The formal requirements process that existed for decades, JCIDS, was disestablished in 2025. The replacement is faster: the Pentagon now runs an annual cycle where the Joint Staff ranks the joint force's most critical operational problems, and a senior board co-chaired by the Deputy Secretary of Defense connects those problems directly to the budget. The problems that land at the top of that annual list are the ones that get allocated dedicated funding. A capability tied to a named, ranked operational problem is in a much stronger position than one floating weakly at the bottom of the list. The people you are trying to influence, program offices, service budget shops, and joint staff officers, are all operating inside this cycle.

The practical near-term target is the FYDP cycle. The Future Years Defense Program is built on a two-year planning horizon and the window to influence what goes into it is narrow. Budget requests are assembled roughly eighteen months before they are submitted to Congress. If you want a line item in FY2029, the conversations with program offices and service budget shops need to be happening now.

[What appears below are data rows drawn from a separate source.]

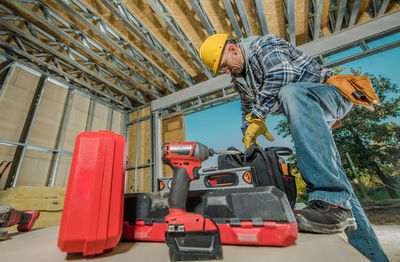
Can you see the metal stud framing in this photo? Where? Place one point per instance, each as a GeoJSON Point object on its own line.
{"type": "Point", "coordinates": [122, 13]}
{"type": "Point", "coordinates": [103, 30]}
{"type": "Point", "coordinates": [232, 18]}
{"type": "Point", "coordinates": [243, 17]}
{"type": "Point", "coordinates": [205, 20]}
{"type": "Point", "coordinates": [288, 13]}
{"type": "Point", "coordinates": [163, 13]}
{"type": "Point", "coordinates": [261, 16]}
{"type": "Point", "coordinates": [85, 49]}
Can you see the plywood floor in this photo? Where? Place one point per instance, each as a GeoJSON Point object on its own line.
{"type": "Point", "coordinates": [41, 245]}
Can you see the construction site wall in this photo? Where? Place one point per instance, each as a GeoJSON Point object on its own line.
{"type": "Point", "coordinates": [31, 191]}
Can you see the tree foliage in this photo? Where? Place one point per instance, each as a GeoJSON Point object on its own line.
{"type": "Point", "coordinates": [372, 139]}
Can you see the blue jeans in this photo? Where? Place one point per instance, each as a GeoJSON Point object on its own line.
{"type": "Point", "coordinates": [311, 110]}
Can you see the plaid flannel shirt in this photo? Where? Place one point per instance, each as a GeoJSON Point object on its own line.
{"type": "Point", "coordinates": [272, 63]}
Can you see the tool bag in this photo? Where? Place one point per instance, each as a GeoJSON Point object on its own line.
{"type": "Point", "coordinates": [270, 168]}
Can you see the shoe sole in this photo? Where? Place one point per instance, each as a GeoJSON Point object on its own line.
{"type": "Point", "coordinates": [304, 224]}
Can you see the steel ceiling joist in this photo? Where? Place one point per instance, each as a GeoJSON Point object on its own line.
{"type": "Point", "coordinates": [42, 47]}
{"type": "Point", "coordinates": [202, 15]}
{"type": "Point", "coordinates": [59, 74]}
{"type": "Point", "coordinates": [122, 13]}
{"type": "Point", "coordinates": [243, 17]}
{"type": "Point", "coordinates": [163, 13]}
{"type": "Point", "coordinates": [104, 31]}
{"type": "Point", "coordinates": [383, 7]}
{"type": "Point", "coordinates": [114, 67]}
{"type": "Point", "coordinates": [340, 15]}
{"type": "Point", "coordinates": [317, 18]}
{"type": "Point", "coordinates": [261, 16]}
{"type": "Point", "coordinates": [5, 70]}
{"type": "Point", "coordinates": [61, 35]}
{"type": "Point", "coordinates": [354, 12]}
{"type": "Point", "coordinates": [201, 96]}
{"type": "Point", "coordinates": [232, 18]}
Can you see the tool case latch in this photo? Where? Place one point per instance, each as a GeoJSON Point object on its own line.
{"type": "Point", "coordinates": [257, 222]}
{"type": "Point", "coordinates": [234, 222]}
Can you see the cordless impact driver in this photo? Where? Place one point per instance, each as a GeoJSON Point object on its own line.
{"type": "Point", "coordinates": [189, 236]}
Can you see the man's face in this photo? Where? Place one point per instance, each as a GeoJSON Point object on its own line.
{"type": "Point", "coordinates": [232, 60]}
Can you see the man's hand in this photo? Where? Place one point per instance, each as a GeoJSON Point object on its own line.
{"type": "Point", "coordinates": [256, 127]}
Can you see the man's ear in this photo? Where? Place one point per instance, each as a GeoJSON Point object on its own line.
{"type": "Point", "coordinates": [232, 49]}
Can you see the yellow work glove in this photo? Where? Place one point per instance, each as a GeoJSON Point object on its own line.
{"type": "Point", "coordinates": [256, 127]}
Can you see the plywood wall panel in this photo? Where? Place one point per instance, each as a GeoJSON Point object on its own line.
{"type": "Point", "coordinates": [100, 117]}
{"type": "Point", "coordinates": [15, 101]}
{"type": "Point", "coordinates": [48, 118]}
{"type": "Point", "coordinates": [301, 21]}
{"type": "Point", "coordinates": [143, 180]}
{"type": "Point", "coordinates": [76, 121]}
{"type": "Point", "coordinates": [273, 10]}
{"type": "Point", "coordinates": [118, 122]}
{"type": "Point", "coordinates": [139, 138]}
{"type": "Point", "coordinates": [62, 175]}
{"type": "Point", "coordinates": [34, 168]}
{"type": "Point", "coordinates": [172, 130]}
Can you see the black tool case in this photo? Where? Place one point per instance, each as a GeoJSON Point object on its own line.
{"type": "Point", "coordinates": [246, 216]}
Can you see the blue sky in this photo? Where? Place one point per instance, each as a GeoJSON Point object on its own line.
{"type": "Point", "coordinates": [219, 127]}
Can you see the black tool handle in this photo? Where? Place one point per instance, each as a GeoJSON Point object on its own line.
{"type": "Point", "coordinates": [179, 188]}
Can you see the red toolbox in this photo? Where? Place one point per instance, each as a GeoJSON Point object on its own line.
{"type": "Point", "coordinates": [94, 203]}
{"type": "Point", "coordinates": [259, 216]}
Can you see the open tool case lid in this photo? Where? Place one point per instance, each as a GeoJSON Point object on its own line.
{"type": "Point", "coordinates": [250, 216]}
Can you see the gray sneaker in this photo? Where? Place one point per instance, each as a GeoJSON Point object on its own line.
{"type": "Point", "coordinates": [322, 217]}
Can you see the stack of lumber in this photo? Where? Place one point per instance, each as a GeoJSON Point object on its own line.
{"type": "Point", "coordinates": [49, 200]}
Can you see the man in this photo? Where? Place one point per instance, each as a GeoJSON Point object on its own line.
{"type": "Point", "coordinates": [272, 76]}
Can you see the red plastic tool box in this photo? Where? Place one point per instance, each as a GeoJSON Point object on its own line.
{"type": "Point", "coordinates": [93, 209]}
{"type": "Point", "coordinates": [259, 216]}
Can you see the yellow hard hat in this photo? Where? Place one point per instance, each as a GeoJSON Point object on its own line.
{"type": "Point", "coordinates": [211, 49]}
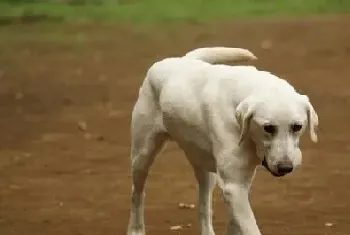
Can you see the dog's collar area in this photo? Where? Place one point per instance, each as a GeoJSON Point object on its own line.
{"type": "Point", "coordinates": [264, 164]}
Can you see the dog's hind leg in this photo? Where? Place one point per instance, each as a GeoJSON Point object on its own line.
{"type": "Point", "coordinates": [206, 183]}
{"type": "Point", "coordinates": [147, 139]}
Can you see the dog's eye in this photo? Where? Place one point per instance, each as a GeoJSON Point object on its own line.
{"type": "Point", "coordinates": [296, 127]}
{"type": "Point", "coordinates": [271, 129]}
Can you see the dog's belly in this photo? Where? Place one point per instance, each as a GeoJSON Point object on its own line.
{"type": "Point", "coordinates": [194, 142]}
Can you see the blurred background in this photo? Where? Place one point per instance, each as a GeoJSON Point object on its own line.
{"type": "Point", "coordinates": [70, 72]}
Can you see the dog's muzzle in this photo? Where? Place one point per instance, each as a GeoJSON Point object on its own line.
{"type": "Point", "coordinates": [281, 170]}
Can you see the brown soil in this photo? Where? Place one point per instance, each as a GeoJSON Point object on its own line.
{"type": "Point", "coordinates": [56, 179]}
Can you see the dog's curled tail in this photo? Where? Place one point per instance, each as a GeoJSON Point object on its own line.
{"type": "Point", "coordinates": [214, 55]}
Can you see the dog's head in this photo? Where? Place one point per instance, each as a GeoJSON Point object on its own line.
{"type": "Point", "coordinates": [275, 124]}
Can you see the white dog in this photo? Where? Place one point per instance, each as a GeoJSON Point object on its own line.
{"type": "Point", "coordinates": [227, 119]}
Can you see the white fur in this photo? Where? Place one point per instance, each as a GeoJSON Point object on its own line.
{"type": "Point", "coordinates": [216, 114]}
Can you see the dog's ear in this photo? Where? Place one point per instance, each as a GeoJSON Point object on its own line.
{"type": "Point", "coordinates": [244, 113]}
{"type": "Point", "coordinates": [312, 117]}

The way you influence those conversations is by having end user champions submitting capability gap documents, senior advisors with relationships inside the building, and a presence in the policy discussions happening at the OSD and service secretariat level.

Lobbying in the defense context is less about paying a firm to walk the halls of Congress and more about sustained relationship-building with the staffers, program executives, and political appointees who shape budget decisions. Former senior officials, retired flag officers, and people who have moved between industry and government are the connective tissue here. If you do not have advisors who have sat inside the building and understand how budget decisions actually get made, recruiting them should be a high priority.

The congressional path runs parallel to the executive branch path. Staffers on the Armed Services Committees and Defense Appropriations Subcommittees are the people who can insert program earmarks, add language to authorization bills that creates a requirement for a specific capability, or request program evaluations that put your technology in front of decision-makers. Getting to these staffers requires either a direct relationship or someone who has one.

Epirus is a great case study here. Founded in 2018 and having raised over $600 million, the company builds high-powered microwave systems for counter-drone solutions. By FY2025 they had a dedicated $14.4 million line item written into the NDAA specifically for counter-UAS high-powered microwave acceleration. By the FY2026 NDAA, high-powered microwave was named explicitly in the statutory language as a covered counter-UAS technology class. Pretty much no other counter UAS technology company uses that language thereby giving them a direct shot and requirement from the top down.

In order to succeed at scale at creating a demand signal from scratch you have to run both of these processes simultaneously. It’s difficult but when done successfully the sky is the limit.


Be ethical, be secure and solve real problems. There will be lives on the line.